1年前の3月29日、志村けんさんが亡くなった。70歳だった。

一周忌を前に志村さんに献杯に行ってきた。志村さんが、こよなく愛した麻布十番にある「よし喜」という和食屋だ。

近くのマンションに部屋を持っていた志村さんの姿は、麻布十番で、よく目撃することができた。飲み屋、喫茶店…六本木の街中だったら酔客に「あっ、志村けんだ!」と指さされるところだが、麻布十番界隈では、そっと黙礼されるくらいだ。“志村けんがいる風景”が街に溶け込んでいた。

ヘビースモーカーで酒好きで知られた志村さんだが、家庭料理をカウンターの大皿から選ぶ「よし喜」では、体のことを考えて野菜を中心に食べたという。
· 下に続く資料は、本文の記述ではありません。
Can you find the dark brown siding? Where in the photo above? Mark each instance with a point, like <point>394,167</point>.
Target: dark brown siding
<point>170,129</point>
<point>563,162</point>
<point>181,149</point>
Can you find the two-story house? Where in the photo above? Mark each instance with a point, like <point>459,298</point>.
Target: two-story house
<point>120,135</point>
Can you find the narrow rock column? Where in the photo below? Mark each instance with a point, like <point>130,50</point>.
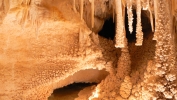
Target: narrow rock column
<point>120,32</point>
<point>139,33</point>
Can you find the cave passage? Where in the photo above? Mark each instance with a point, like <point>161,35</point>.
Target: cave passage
<point>69,92</point>
<point>108,29</point>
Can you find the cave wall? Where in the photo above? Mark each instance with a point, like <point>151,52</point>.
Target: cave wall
<point>45,42</point>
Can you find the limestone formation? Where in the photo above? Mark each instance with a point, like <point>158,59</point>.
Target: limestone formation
<point>49,44</point>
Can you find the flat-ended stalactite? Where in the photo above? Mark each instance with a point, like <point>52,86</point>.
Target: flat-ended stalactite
<point>132,57</point>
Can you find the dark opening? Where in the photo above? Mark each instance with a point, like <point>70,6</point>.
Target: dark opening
<point>108,30</point>
<point>69,92</point>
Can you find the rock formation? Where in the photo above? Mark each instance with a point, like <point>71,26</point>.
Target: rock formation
<point>48,44</point>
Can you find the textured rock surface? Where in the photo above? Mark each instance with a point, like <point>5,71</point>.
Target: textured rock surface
<point>45,44</point>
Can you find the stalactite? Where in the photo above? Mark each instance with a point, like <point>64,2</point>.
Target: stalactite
<point>92,13</point>
<point>81,8</point>
<point>74,5</point>
<point>156,18</point>
<point>151,17</point>
<point>130,15</point>
<point>139,33</point>
<point>120,33</point>
<point>113,9</point>
<point>145,4</point>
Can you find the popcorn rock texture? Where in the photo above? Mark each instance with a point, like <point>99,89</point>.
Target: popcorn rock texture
<point>49,44</point>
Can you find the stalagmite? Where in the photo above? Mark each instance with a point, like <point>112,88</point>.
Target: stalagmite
<point>130,15</point>
<point>81,8</point>
<point>120,33</point>
<point>139,33</point>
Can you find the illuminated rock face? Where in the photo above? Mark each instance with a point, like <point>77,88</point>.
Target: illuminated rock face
<point>46,44</point>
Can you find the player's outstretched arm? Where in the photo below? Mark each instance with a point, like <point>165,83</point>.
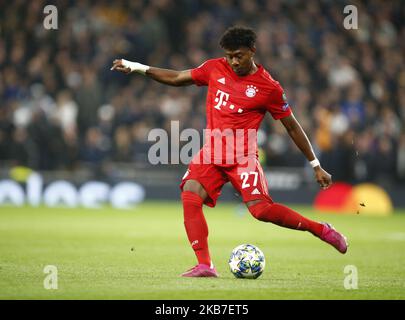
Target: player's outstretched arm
<point>299,137</point>
<point>166,76</point>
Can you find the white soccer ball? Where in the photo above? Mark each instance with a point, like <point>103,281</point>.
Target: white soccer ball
<point>247,261</point>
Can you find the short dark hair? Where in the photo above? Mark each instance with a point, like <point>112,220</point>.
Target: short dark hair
<point>238,36</point>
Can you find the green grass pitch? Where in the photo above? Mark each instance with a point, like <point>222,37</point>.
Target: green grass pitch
<point>139,254</point>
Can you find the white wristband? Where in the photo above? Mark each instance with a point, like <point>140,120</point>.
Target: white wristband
<point>135,66</point>
<point>314,163</point>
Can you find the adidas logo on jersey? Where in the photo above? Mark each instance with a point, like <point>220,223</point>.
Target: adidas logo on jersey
<point>222,80</point>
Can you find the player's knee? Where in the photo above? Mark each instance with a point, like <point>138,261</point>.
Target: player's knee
<point>260,209</point>
<point>195,187</point>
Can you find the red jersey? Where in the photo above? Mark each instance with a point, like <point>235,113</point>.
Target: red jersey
<point>235,107</point>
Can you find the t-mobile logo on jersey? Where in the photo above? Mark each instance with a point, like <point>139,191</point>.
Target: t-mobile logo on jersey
<point>221,99</point>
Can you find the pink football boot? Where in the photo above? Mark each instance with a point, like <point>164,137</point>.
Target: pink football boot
<point>334,238</point>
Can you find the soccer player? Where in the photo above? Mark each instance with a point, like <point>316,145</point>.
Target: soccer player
<point>240,92</point>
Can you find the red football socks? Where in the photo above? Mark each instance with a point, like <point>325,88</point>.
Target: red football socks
<point>196,226</point>
<point>284,217</point>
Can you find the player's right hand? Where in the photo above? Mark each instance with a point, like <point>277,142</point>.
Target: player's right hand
<point>118,65</point>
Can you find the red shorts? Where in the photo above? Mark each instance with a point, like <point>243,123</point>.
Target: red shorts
<point>250,183</point>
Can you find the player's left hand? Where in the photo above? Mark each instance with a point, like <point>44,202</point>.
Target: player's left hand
<point>119,66</point>
<point>324,179</point>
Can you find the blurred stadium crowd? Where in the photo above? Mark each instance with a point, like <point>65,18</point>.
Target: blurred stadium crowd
<point>61,106</point>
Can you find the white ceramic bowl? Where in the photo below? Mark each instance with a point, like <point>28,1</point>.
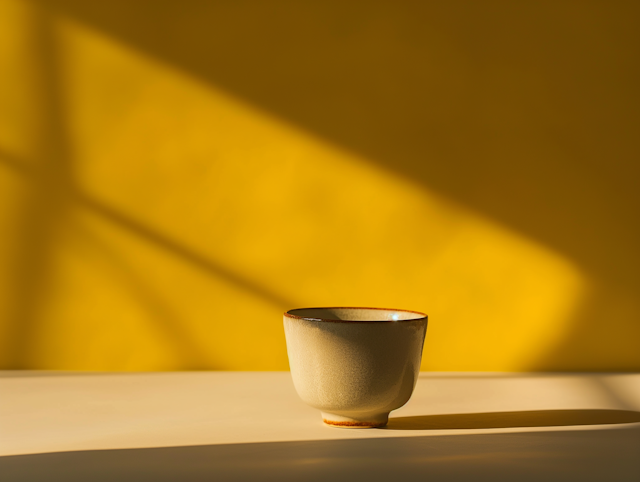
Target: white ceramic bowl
<point>354,364</point>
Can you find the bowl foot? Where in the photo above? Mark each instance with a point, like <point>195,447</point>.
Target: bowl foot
<point>368,421</point>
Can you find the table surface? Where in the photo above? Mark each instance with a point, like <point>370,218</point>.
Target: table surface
<point>252,426</point>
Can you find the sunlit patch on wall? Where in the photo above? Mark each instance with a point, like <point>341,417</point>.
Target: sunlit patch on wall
<point>196,219</point>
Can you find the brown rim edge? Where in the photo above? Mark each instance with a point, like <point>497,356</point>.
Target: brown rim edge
<point>355,424</point>
<point>296,317</point>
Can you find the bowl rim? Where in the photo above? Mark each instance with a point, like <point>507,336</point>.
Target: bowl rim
<point>288,314</point>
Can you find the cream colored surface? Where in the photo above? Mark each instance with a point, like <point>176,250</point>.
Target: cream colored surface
<point>53,412</point>
<point>355,372</point>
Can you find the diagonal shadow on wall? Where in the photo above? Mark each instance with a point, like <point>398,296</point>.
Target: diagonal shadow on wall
<point>526,113</point>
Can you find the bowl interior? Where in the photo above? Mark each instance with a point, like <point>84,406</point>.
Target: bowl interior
<point>354,314</point>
中でも一番好きなのは、大ぶりな空豆だったという。

空豆の食べ方は焼いて食べることが多いが「よし喜」ではゆでている。志村さんは、焼いて食べたものが好きで、ママさんは志村さんのために手間暇かけて焼いた。その焼き上がった空豆を食べながら、おいしそうに焼酎のお湯割りを飲んでいた。

記者も3回ほど、酒を飲む志村さんと遭遇した。3年ほど前には、病気で髪の毛を失った子供に寄付するヘアドネーションのために、髪を40センチくらいまで伸ばした。ロン毛を頭の後で結びいわゆる“志村ヘア”にしていた。友人と待ち合わせて店内に入ると、入り口脇のテーブルに志村さんがいた。

志村さんがいるところへ、志村ヘアの登場で、店内は一瞬、変な緊張感に包まれた。志村さんは、記者の頭を指さしてニヤリと笑った。

おネエちゃんと一緒でも、仕事関係者と一緒でも、気安く声をかけないのが麻布十番でのルール。楽しそうにお酒を飲む志村さんに会釈して、記者も友人と合流した。

志村さんが「よし喜」に最後に訪れたのは、昨年の3月10日。最後のテレビ出演となったテレビ朝日系「あいつ今何してる?」の収録後に仲間と訪れて、笑いながら杯を重ねていたという。

志村さんといえば、当然のごとく、出身地の東村山。「東村山音頭」という大ヒット曲もある。だが、麻布十番の街の人たちにとっても“地元のスター”だった。そんなことを考えた一周忌だった。